Let’s take a splendid journey to the jewel of Cornwall, the one and only Saint Michael’s Mount. Nestled on the Cornish coastline, this enchanted island is both a stunner for the eyes and a treasure trove of history.
Getting there is a breeze. If you’re travelling by car, make your way to Marazion, a charming coastal village on the A394 between Penzance and Helston. There’s ample parking available at Follyfield car park. From there, it’s a pleasant stroll across the causeway at low tide or a short boat trip when the tide is in. If you prefer public transport, buses run regularly from Penzance, which is also home to the nearest train station.
As you approach the island, you’ll be greeted by the sight of the imposing castle, perched atop the mount, like a sentinel watching over the bay. The castle’s origins date back to the 12th century and it has been a home to the St Aubyn family since the 17th century. As you explore its winding passages and grand rooms, each corner tells a tale of time gone by. You’ll discover armoury, old portraits, and centuries-old furniture, painting a vivid picture of life through the ages. Don’t forget to catch a glimpse of the ancient Chevy Chase fresco, a rare survivor from the 1500s.
As you venture outside, you’ll be captivated by the Victorian terraced gardens, a testament to the dedication and artistry of past gardeners who carved this horticultural wonder out of the granite hillside. The gardens, split into the East and West Terraces, are home to a diverse array of plants from the Mediterranean, South Africa, and even Central and South America. The mix of exotic flora and stunning sea views make for an utterly unique garden visit.
Now, if you fancy stretching your legs and taking in some breathtaking scenery, there are a few walks you might enjoy. For a relaxed wander, the Marazion to Penzance promenade is a scenic 3-mile route along the coast. For something more adventurous, the Saint Michael’s Way is a 12.5-mile trail from Lelant to Marazion, part of an ancient pilgrimage and trading route. Whichever you choose, make sure to pack your camera for the fantastic views.

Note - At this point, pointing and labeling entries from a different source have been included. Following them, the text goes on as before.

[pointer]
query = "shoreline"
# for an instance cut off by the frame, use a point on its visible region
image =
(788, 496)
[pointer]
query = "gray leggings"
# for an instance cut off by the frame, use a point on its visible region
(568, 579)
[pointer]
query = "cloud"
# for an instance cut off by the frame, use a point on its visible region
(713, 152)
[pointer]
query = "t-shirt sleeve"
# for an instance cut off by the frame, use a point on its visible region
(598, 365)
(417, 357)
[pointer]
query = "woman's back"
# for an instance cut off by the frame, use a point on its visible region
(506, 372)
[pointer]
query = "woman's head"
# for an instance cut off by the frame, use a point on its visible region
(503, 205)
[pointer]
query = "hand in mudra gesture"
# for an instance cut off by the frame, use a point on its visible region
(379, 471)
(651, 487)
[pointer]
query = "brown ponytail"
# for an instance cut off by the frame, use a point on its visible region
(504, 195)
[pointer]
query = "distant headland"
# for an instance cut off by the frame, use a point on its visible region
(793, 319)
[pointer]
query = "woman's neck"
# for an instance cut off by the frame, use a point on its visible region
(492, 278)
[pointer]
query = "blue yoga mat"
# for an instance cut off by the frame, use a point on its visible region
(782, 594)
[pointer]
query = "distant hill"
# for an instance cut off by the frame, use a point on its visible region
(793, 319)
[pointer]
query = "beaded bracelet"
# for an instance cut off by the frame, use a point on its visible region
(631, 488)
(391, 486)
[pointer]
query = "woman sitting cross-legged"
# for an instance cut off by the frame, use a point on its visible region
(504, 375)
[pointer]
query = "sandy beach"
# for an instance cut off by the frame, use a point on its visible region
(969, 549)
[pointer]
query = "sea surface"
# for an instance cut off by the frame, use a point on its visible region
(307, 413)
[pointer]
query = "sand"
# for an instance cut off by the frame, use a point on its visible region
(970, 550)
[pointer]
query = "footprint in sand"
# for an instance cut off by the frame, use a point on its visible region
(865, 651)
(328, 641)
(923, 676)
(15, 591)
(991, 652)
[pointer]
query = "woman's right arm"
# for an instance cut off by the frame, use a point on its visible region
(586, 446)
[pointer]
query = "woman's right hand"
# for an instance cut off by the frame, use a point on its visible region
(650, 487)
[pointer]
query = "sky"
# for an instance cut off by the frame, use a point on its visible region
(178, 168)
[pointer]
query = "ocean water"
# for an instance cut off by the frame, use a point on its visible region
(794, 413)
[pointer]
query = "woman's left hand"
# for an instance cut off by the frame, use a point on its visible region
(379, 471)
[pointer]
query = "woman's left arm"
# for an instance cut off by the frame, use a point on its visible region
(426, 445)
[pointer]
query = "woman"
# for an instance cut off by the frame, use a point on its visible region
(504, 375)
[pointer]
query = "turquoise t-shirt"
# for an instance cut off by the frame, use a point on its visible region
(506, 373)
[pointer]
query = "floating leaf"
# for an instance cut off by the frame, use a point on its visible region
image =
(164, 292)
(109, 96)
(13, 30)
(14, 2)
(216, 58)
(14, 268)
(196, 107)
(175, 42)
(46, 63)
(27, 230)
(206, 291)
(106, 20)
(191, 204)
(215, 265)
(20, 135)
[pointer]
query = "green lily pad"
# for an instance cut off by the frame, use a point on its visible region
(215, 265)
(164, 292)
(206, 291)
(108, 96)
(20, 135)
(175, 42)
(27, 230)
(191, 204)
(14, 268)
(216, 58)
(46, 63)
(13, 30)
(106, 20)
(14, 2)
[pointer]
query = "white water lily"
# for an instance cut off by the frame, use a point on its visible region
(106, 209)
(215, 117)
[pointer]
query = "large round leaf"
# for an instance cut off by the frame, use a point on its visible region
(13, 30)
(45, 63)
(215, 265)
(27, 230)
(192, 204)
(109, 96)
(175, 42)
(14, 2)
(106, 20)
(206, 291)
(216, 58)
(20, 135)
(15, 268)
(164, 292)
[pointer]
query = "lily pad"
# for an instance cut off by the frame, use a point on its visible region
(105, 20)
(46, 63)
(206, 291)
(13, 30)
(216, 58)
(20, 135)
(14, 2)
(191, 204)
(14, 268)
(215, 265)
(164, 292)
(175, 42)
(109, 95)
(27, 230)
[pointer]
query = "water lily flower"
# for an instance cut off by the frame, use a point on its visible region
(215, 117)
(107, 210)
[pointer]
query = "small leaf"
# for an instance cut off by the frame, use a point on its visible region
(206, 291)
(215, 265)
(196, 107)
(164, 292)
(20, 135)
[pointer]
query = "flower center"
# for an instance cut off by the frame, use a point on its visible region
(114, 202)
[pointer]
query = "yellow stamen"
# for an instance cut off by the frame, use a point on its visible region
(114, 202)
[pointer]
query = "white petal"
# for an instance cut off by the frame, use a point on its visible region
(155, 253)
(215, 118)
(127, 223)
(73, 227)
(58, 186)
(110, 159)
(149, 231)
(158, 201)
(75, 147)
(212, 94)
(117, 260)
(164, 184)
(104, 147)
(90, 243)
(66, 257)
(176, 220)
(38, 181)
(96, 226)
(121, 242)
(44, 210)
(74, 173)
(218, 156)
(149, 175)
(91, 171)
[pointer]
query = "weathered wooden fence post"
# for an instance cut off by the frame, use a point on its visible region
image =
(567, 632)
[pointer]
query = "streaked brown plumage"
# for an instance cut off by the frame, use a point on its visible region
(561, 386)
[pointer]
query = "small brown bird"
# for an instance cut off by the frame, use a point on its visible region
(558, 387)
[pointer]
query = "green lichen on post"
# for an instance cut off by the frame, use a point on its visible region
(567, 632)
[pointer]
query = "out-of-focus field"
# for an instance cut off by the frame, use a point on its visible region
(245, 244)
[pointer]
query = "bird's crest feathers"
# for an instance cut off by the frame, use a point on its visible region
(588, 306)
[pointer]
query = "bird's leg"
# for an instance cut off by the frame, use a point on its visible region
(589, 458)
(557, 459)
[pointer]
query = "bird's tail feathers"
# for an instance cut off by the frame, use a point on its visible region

Let’s not forget the intriguing stories and legends associated with the mount. Did you know it was believed to be the home of the giant Cormoran, defeated by the brave Jack the Giant Killer? The mount is also steeped in religious significance, with tales of apparitions of the Archangel Michael, which led to the building of the first church on the site in 495 AD.
For a bite to eat or a refreshing pint, pop into The Island Café or the Sail Loft Restaurant in the old harbour. Here you can relish locally sourced, delicious food whilst taking in the panoramic views of Mount’s Bay.
So, why not make a beeline for Saint Michael’s Mount on your next Cornish getaway? This bewitching island is an enticing blend of history, legend, and natural beauty, sure to leave you with memories to treasure. From the castle’s turrets to the quaint harbour, each step taken is a step back in time. But don’t just take my word for it, come and experience the magic of the mount for yourself.